Place Saint-André-des-Arts, couleurs

Ça prend forme. Pas facile avec un modèle d’assez grande taille pas toujours aisé à manipuler. Les teintes et tons sont posés, les textures émergent. Éviter peut-être ici trop de détails et les noms sur les boutiques, pour ne garder que les masses colorées ? À voir. Comme de coutume, le modèle devra se « reposer » avant la pose des vernis finals…

« Place Saint-André des Arts », plâtre et enduits

Après la construction, les enduits. Un modèle assez imposant, puisqu’il mesure 53 cm de haut, 68 cm de large pour 43 cm de profondeur… Un beau travail de peinture en perspective. À suivre !

Michel Delacroix (peintre) et Gilbert Laurent (photographe)

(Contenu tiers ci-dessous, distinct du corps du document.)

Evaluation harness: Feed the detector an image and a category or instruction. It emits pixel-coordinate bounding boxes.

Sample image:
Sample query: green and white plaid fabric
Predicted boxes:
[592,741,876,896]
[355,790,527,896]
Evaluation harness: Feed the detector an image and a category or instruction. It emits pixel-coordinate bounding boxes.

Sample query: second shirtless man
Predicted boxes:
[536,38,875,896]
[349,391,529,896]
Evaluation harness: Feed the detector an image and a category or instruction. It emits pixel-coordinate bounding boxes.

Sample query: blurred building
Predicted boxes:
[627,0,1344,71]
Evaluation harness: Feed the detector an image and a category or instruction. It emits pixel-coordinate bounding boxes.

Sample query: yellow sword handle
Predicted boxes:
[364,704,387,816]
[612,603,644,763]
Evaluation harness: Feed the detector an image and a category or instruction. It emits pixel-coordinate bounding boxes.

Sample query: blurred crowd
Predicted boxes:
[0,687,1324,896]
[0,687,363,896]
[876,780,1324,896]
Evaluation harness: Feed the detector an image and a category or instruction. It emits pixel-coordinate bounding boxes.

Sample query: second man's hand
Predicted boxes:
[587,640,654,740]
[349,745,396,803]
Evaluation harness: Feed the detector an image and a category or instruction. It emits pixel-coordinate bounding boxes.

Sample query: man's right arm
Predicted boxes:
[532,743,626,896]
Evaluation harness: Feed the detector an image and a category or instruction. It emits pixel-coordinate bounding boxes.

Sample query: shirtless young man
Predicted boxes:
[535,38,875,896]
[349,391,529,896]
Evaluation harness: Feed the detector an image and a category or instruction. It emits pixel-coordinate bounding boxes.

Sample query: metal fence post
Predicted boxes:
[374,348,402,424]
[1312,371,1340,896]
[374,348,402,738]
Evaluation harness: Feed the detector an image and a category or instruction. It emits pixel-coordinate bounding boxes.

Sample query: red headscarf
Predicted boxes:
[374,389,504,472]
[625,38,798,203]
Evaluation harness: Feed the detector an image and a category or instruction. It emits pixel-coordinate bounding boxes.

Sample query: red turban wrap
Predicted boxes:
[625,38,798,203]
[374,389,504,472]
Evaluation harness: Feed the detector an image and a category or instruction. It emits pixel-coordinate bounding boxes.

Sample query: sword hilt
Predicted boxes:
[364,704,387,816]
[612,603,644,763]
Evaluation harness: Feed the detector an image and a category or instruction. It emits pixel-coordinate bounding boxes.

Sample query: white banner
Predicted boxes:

Il y a un petit moment déjà que je connaissais l’œuvre du peintre « naïf »  Michel Delacroix, son délicat coup de pinceau, la vivacité de ses couleurs jointe à la douceur des modelés. Ses peintures sont de beaux hommages rendus à Paris mais pas seulement, le bonhomme ayant posé son chevalet ailleurs que dans la capitale française : châteaux de la Loire, Nouvelle Angleterre, Québec… toujours avec la même fraîcheur de regard et de coloris. Quoi de plus normal donc que de s’inspirer d’un de ses tableaux — maladroitement retranscrit ici avec mes petits tubes d’aquarelle — pour une prochaine création « cartonnesque »…

Aquarelle : hommage à Michel Delacroix

Découverte plus récente mais tout aussi nourrissante, les photographies de Gilbert Laurent. Parfois un « je-ne-sais-quoi » de Brassaï qui laisserait presque supposer que la ville n’a pas tant que ça vendu son âme, et que le Paris d’hier peut toujours ressurgir au détour de celui d’aujourd’hui. On peut ici entrevoir un travail possiblement intéressant sur des toitures… À suivre !

 

Toits de Paris - aquarelle d'après une photo de Gilbert Laurent

Esquisses, « Rue de l’Abbaye »

Esquisse, projet

Recherches dans mon fatras de photos. Esquisses au crayon et à l’aquarelle sur le papier que j’affectionne – trop fin donc qui gondole. Le probable prochain modèle sera inspiré de quelques vieux clichés de la « Rue de l’Abbaye », trouvées sur la page Facebook de « John d’Orbigny Immobilier ». Il convient ici de saluer l’ami John, la profusion et la splendeur de l’iconographie (en particulier du vieux Paris) qu’il met ainsi à la disposition des internautes. Merci !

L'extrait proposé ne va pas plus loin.